I’d like to extend my gratitude to the following writing teachers I’ve had over the years. Molly LeClair and Suzanne Hudson, thank you for believing in me back when I was fresh off the streets and college still seemed utterly impossible; because of you two, I continued to write, and I now have a MFA despite having never graduated from high school or gotten my GED. Meg Gallagher, thank you for teaching me the art of public speaking; I think of you every time I give a reading. Bobbie Louise Hawkins, you taught me almost everything I know about good writing, but most of all, thank you for believing in Fig’s story from the beginning (before she even had a name). Joanna Ruocco, thank you for reading my manuscript, providing extensive feedback, introducing me to Gaston Bachelard’s The Poetics of Space, and for truly going above and beyond the call of duty. Selah Saterstrom, you gave me the permission I needed to write a young girl from the point-of-view of first person in the present tense. Bhanu Kapil, you helped create the space for writing and for the writing to come. Keith Abbott, thank you for always checking in with me.

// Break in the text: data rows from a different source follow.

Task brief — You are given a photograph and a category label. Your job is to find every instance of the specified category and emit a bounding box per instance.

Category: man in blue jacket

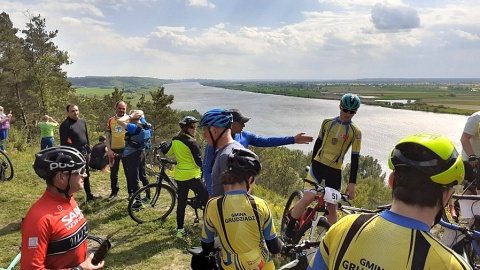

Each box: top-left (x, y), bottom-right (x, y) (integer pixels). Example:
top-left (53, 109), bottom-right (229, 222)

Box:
top-left (202, 109), bottom-right (313, 196)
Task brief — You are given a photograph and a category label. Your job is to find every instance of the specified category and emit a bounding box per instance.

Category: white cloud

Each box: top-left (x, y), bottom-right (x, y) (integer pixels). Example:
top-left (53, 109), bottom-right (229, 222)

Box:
top-left (0, 0), bottom-right (480, 79)
top-left (187, 0), bottom-right (215, 8)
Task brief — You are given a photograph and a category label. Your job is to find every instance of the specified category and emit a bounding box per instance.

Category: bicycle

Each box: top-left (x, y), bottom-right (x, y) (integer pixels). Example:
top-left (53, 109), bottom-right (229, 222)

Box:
top-left (438, 194), bottom-right (480, 269)
top-left (280, 179), bottom-right (348, 244)
top-left (0, 235), bottom-right (104, 270)
top-left (279, 240), bottom-right (320, 270)
top-left (0, 150), bottom-right (14, 181)
top-left (128, 146), bottom-right (204, 224)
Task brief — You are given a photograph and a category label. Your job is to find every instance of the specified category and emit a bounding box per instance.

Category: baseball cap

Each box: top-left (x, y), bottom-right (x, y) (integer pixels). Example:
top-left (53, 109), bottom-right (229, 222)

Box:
top-left (228, 109), bottom-right (250, 124)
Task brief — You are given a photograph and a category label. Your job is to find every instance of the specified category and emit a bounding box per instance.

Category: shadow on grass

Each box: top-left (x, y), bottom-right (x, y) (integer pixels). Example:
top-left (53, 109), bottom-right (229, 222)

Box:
top-left (0, 220), bottom-right (22, 236)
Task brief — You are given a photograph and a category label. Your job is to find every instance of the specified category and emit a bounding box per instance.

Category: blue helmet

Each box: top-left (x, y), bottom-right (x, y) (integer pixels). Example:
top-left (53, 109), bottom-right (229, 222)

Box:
top-left (200, 108), bottom-right (233, 128)
top-left (340, 93), bottom-right (361, 111)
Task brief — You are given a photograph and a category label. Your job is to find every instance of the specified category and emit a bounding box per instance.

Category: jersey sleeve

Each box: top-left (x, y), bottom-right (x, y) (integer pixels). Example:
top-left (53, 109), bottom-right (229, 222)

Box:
top-left (352, 126), bottom-right (362, 155)
top-left (202, 199), bottom-right (217, 243)
top-left (20, 213), bottom-right (51, 269)
top-left (259, 197), bottom-right (277, 240)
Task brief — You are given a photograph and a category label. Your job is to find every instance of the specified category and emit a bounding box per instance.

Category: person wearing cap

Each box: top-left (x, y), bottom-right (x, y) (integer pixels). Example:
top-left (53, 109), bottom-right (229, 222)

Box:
top-left (117, 110), bottom-right (152, 200)
top-left (308, 134), bottom-right (472, 270)
top-left (203, 109), bottom-right (313, 195)
top-left (160, 116), bottom-right (208, 238)
top-left (37, 115), bottom-right (58, 150)
top-left (105, 100), bottom-right (129, 201)
top-left (200, 108), bottom-right (245, 197)
top-left (88, 135), bottom-right (108, 172)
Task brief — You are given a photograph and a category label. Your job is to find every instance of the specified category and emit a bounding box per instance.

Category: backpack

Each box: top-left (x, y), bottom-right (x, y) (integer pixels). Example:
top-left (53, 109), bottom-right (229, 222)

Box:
top-left (125, 123), bottom-right (153, 149)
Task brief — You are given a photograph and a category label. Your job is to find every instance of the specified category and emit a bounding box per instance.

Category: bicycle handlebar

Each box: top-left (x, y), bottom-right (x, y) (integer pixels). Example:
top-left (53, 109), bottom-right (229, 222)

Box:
top-left (282, 240), bottom-right (320, 254)
top-left (452, 194), bottom-right (480, 201)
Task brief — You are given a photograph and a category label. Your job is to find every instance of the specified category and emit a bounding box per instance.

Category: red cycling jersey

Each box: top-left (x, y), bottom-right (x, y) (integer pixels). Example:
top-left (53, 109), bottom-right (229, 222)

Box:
top-left (20, 190), bottom-right (88, 270)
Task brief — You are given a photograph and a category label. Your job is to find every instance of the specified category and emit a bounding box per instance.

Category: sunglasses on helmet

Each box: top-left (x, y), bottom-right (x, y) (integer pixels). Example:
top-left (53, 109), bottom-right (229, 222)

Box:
top-left (342, 108), bottom-right (357, 114)
top-left (64, 166), bottom-right (87, 175)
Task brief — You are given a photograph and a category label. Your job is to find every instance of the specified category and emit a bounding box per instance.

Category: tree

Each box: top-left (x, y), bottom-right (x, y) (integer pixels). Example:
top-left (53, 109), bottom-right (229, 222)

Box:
top-left (0, 12), bottom-right (31, 125)
top-left (22, 15), bottom-right (75, 119)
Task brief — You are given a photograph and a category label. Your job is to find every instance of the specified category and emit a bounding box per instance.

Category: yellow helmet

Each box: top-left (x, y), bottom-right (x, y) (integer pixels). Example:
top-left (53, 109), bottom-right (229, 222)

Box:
top-left (388, 134), bottom-right (465, 185)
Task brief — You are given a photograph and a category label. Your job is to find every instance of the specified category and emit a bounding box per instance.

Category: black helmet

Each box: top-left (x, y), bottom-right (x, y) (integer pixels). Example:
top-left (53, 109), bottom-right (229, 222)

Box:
top-left (178, 116), bottom-right (198, 128)
top-left (32, 146), bottom-right (86, 179)
top-left (227, 148), bottom-right (262, 176)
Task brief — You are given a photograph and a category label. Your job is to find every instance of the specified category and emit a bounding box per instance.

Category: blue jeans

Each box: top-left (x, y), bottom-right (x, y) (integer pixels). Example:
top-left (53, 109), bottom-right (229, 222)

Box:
top-left (40, 137), bottom-right (55, 150)
top-left (0, 129), bottom-right (8, 151)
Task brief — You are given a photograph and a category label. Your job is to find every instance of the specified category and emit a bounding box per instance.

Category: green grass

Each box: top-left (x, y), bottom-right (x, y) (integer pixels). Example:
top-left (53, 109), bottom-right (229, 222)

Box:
top-left (0, 147), bottom-right (285, 269)
top-left (76, 88), bottom-right (113, 96)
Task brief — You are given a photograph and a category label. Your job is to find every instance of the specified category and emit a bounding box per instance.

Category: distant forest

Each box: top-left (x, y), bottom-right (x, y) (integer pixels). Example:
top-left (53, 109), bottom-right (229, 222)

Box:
top-left (67, 76), bottom-right (174, 89)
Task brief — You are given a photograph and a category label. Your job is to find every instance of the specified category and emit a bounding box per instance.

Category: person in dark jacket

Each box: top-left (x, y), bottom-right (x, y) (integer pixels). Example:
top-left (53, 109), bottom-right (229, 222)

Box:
top-left (60, 104), bottom-right (100, 201)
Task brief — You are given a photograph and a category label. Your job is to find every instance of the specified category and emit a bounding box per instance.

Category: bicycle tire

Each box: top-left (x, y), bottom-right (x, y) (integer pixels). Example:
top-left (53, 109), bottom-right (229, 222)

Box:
top-left (87, 235), bottom-right (103, 255)
top-left (292, 218), bottom-right (332, 246)
top-left (128, 183), bottom-right (177, 224)
top-left (0, 150), bottom-right (14, 181)
top-left (280, 189), bottom-right (303, 242)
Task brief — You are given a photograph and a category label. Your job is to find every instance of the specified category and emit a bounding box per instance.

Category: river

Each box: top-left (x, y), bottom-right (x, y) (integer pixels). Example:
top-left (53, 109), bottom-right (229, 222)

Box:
top-left (164, 82), bottom-right (467, 175)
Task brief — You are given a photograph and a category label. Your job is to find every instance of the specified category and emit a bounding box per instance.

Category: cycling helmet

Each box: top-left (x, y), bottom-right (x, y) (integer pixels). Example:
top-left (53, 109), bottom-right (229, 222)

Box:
top-left (388, 134), bottom-right (465, 185)
top-left (178, 116), bottom-right (198, 128)
top-left (32, 146), bottom-right (86, 179)
top-left (227, 148), bottom-right (262, 176)
top-left (340, 93), bottom-right (361, 111)
top-left (200, 108), bottom-right (233, 128)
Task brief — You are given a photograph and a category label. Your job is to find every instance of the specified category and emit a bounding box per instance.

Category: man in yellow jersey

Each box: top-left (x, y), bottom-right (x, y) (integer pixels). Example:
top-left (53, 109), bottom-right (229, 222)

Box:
top-left (285, 94), bottom-right (362, 240)
top-left (106, 101), bottom-right (128, 201)
top-left (308, 134), bottom-right (471, 270)
top-left (202, 148), bottom-right (283, 270)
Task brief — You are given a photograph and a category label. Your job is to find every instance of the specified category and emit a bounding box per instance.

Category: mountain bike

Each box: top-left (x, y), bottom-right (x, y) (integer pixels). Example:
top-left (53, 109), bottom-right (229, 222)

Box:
top-left (280, 179), bottom-right (348, 244)
top-left (279, 240), bottom-right (320, 270)
top-left (0, 150), bottom-right (13, 181)
top-left (0, 235), bottom-right (104, 270)
top-left (128, 151), bottom-right (204, 224)
top-left (439, 194), bottom-right (480, 269)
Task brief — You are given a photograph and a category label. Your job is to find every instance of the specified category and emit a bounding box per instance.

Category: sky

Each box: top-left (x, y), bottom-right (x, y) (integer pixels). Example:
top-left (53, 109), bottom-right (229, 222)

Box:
top-left (0, 0), bottom-right (480, 80)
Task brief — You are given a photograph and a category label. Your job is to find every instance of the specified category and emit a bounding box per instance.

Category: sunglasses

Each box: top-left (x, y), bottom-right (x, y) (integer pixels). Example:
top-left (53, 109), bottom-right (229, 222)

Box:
top-left (342, 108), bottom-right (357, 114)
top-left (64, 167), bottom-right (87, 175)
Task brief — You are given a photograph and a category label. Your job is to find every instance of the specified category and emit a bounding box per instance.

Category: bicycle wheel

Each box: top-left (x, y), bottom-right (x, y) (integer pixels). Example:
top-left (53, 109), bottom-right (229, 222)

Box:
top-left (293, 218), bottom-right (332, 248)
top-left (128, 183), bottom-right (177, 224)
top-left (280, 189), bottom-right (303, 242)
top-left (0, 150), bottom-right (13, 181)
top-left (87, 235), bottom-right (103, 255)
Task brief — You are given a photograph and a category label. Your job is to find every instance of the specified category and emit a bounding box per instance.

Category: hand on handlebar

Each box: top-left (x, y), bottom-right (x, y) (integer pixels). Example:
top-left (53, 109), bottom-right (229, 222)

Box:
top-left (345, 183), bottom-right (356, 200)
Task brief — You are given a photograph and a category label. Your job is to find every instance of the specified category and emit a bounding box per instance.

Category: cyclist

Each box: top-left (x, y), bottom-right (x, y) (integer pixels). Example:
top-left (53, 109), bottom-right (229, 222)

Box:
top-left (161, 116), bottom-right (208, 238)
top-left (308, 134), bottom-right (471, 270)
top-left (20, 146), bottom-right (104, 270)
top-left (200, 108), bottom-right (244, 196)
top-left (203, 109), bottom-right (313, 195)
top-left (202, 148), bottom-right (283, 270)
top-left (460, 111), bottom-right (480, 194)
top-left (117, 110), bottom-right (152, 200)
top-left (285, 93), bottom-right (362, 239)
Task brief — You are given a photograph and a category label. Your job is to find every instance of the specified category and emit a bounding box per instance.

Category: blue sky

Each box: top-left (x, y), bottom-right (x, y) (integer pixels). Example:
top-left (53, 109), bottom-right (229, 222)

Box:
top-left (0, 0), bottom-right (480, 79)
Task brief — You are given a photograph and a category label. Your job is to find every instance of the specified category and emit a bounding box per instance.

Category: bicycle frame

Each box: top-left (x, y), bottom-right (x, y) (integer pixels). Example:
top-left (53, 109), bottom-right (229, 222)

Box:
top-left (438, 220), bottom-right (480, 269)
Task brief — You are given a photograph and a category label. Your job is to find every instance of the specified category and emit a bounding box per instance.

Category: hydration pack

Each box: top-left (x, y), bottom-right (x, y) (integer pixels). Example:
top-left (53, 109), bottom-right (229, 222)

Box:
top-left (125, 123), bottom-right (153, 149)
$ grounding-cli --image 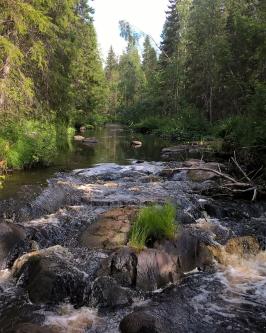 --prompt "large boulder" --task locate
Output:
[80,206,136,249]
[119,311,170,333]
[155,230,213,273]
[209,236,261,265]
[12,246,90,305]
[136,249,180,291]
[97,247,180,291]
[11,323,56,333]
[0,222,26,269]
[90,276,132,308]
[97,247,138,287]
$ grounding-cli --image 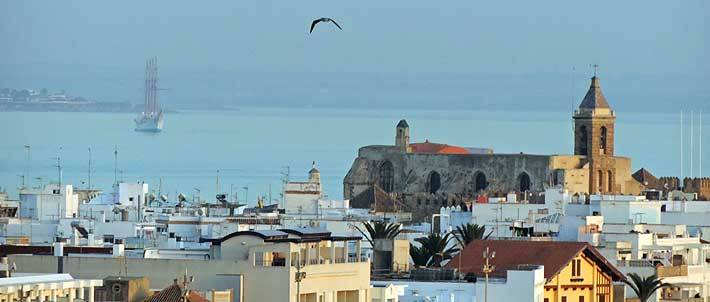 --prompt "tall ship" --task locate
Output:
[135,57,163,132]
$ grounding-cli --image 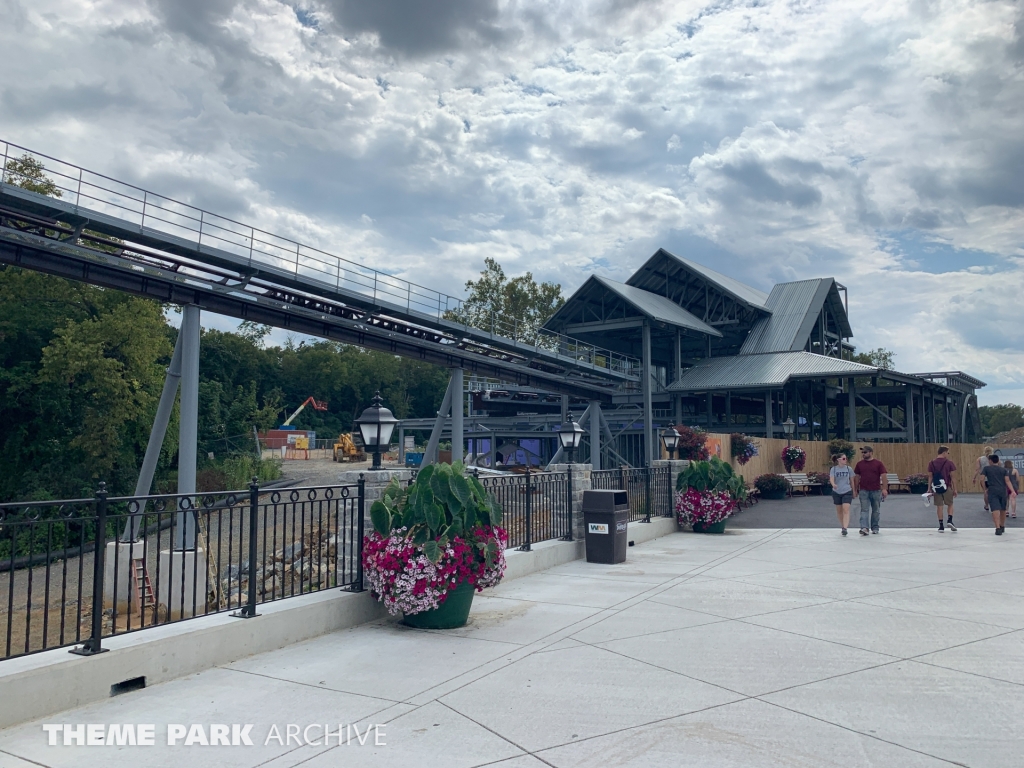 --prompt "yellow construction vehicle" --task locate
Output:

Junior Burke, thank you for saying, “Sarah, I think it’s time for you to write a book.” Thank you to Indira Ganesan for magical realism, to Elizabeth Robinson for Leonora Carrington and Joseph Cornell, and finally, to Sara Veglahn, who reminded me to look outside the frame to find the real story. As a collection of teachers and mentors, you all compose the antithesis of my sixth-grade teacher who accused me of plagiarism and actually sent me to the principal’s office. So once more, thank you!
Other writers have also served as my teachers: They demonstrated all the ways to craft a story or form a sentence, and they provided imaginary worlds and the sanctuaries I was seeking. While many different texts influenced the writing of this book, I’d like to reserve this branch of acknowledgment for one writer and one writer alone: Zilpha Keatley Snyder. You were my absolute favorite author as a child, and like Fig, I read The Headless Cupid and got the idea to create my own Calendar of Ordeals. While I wasn’t trying to cure mental illness, my magical thinking still had everything to do with trying to survive my own painful adolescence, and in a way, it worked.